This omission was fixed by Pfeiffer et al. (2018, Experiments 1 and 3), using a full factorial design. The criterion for peripersonal space was then a significant sound × distance interaction, which allowed the confounding expectancy effect to be assessed for the first time (see Kandula et al. 2017 for visual–tactile analyses). In experiments beginning with Canzoneri et al. (2012), the sounds were changing or moving, and between 1.1 and 4 s duration. The target tactile stimulus then occurred at one of several times before, during, or after the sound. As this 1–4 s passes without a target, the target then becomes increasingly likely to occur at subsequent time points (a 'hazard function'). This expectancy effect likely influenced participants’ RTs in many reports (Ardizzi and Ferri 2018; Canzoneri et al. 2012, 2013a, b; Ferri et al. 2015a, b; Galli et al. 2015; Hobeika et al. 2018; Maister et al. 2015; Noel et al. 2015a, b; Serino et al. 2015; Teneggi et al. 2013; Tonelli et al. 2019), but was controlled for only by Pfeiffer et al. (2018)—RTs were approximately 16 ms shorter for targets later as compared to earlier in the trial.
Control conditions
In experiments presenting one of two unchanging sounds at two distances, far sounds controlled for near sounds (Bassolino et al. 2010; Cimmino et al. 2013; Kitagawa et al. 2005; Serino et al. 2007, 2011; Tajadura-Jiménez et al. 2009; Teramoto et al. 2013). By contrast, in experiments using two speakers, the relative intensity of each speaker was adjusted to produce a ‘looming’ (increasing intensity of near relative to far), or ‘receding’ sound (increasing far relative to near, Ardizzi and Ferri 2018; Canzoneri et al. 2012, 2013a, b; Ferri et al. 2015a; Maister et al. 2015; Serino et al. 2015; Teneggi et al. 2013). Initially, receding and looming conditions were analysed according to the time that the target was presented, and both sounds were argued to enhance tactile processing, although receding sounds had smaller effects (Canzoneri et al. 2012). In two later reports, looming and receding sounds were analysed by the perceived distance of the sounds, pooled and interpreted together (Canzoneri et al. 2013a, b). In other experiments, the sounds were analysed separately, the authors arguing that only looming sounds affected audiotactile interactions (Noel et al. 2015a; Serino et al. 2015). In yet other experiments, receding sounds were replaced with constant sounds (Ardizzi and Ferri 2018; Ferri et al. 2015a, b) sometimes excluded from analysis (Ferri et al. 2015b), or no control sound was used (Ferri et al. 2015b; Galli et al. 2015; Maister et al. 2015; Noel et al. 2015b; Serino et al. 2015; Teneggi et al. 2013).

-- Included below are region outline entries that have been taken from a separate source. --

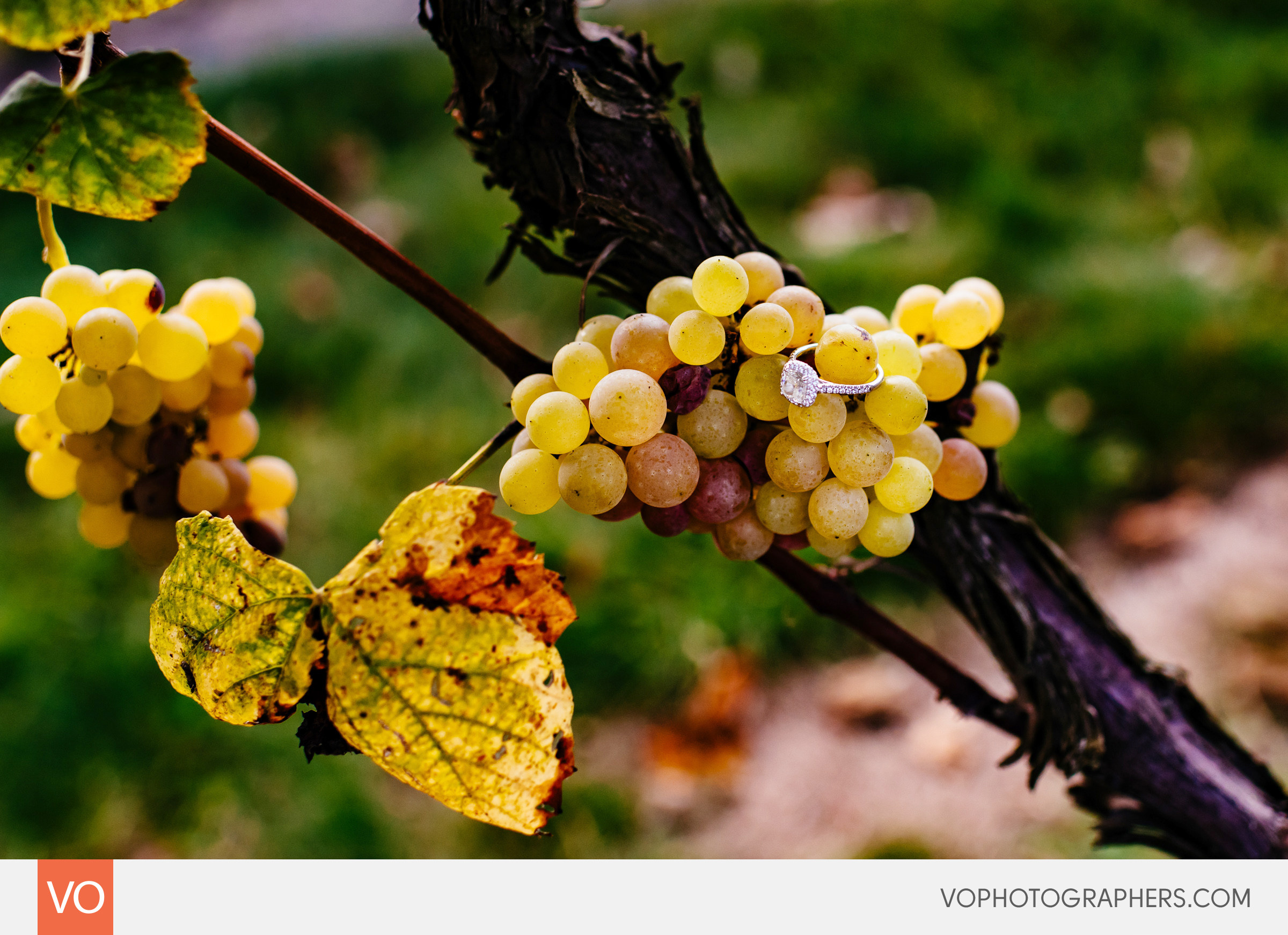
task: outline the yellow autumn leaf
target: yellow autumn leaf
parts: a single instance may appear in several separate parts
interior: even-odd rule
[[[232,724],[290,717],[323,644],[308,576],[252,549],[231,519],[179,520],[148,643],[180,694]]]
[[[327,710],[390,774],[531,835],[572,773],[553,643],[576,612],[493,502],[471,487],[413,493],[327,583]]]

Types of stimuli and responses
Sounds have included changes in intensity played over headphones (Ferri et al. 2015a, b), which cannot provide distance information (Kolarik et al. 2016), and are thus irrelevant to peripersonal space. Other studies used headphone-presented sounds filtered using generic head-related transfer functions to create more realistic spatial sound (Hobeika et al. 2018; Pfeiffer et al. 2018), or arrays of two (Serino et al. 2007), four (Galli et al. 2015), seven (Tonelli et al. 2019), or eight (Noel et al. 2015a, b) speakers. The sounds varied between constant white noise (Serino et al. 2007), white noise presented from different speakers sequentially (Galli et al. 2015), changing amplitude pink noise (Canzoneri et al. 2012), different kinds of noise (Ferri et al. 2015b), and water bubbling (Hobeika et al. 2018). In some reports, the near sound onset was adjusted to account for the speed of sound (343 m/s or 2.9 ms/m), sometimes rounded up to 5 ms (Bassolino et al. 2010; Serino et al. 2007, 2011). Other papers did not report this correction; these later studies overestimated RTs for targets with far sounds, and the near > far sound effect size.

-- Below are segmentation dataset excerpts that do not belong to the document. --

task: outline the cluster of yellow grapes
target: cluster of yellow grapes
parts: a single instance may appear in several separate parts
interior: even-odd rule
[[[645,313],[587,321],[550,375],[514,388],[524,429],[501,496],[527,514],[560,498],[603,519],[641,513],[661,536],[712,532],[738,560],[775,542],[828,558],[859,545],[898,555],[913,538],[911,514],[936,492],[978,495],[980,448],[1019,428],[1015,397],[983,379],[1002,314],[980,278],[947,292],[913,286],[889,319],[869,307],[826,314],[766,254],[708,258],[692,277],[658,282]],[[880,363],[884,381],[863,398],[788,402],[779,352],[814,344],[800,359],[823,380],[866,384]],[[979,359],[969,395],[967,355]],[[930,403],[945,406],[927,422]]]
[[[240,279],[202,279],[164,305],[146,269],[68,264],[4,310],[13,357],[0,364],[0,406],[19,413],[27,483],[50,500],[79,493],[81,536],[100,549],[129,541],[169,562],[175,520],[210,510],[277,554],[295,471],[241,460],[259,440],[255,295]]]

Tactile stimuli have been pulses of near- or above-threshold electrical stimulation (Serino et al. 2007), vibrations (Galli et al. 2015), or air puffs (Teramoto et al. 2013); presented to the finger (Serino et al. 2007), arm or hand (Canzoneri et al. 2012), cheek (Teneggi et al. 2013), ear (Kitagawa et al. 2005; Tajadura-Jiménez et al. 2009), chest or back (Galli et al. 2015), neck (Tonelli et al. 2019), or head (Serino et al. 2015; Pfeiffer et al. 2018).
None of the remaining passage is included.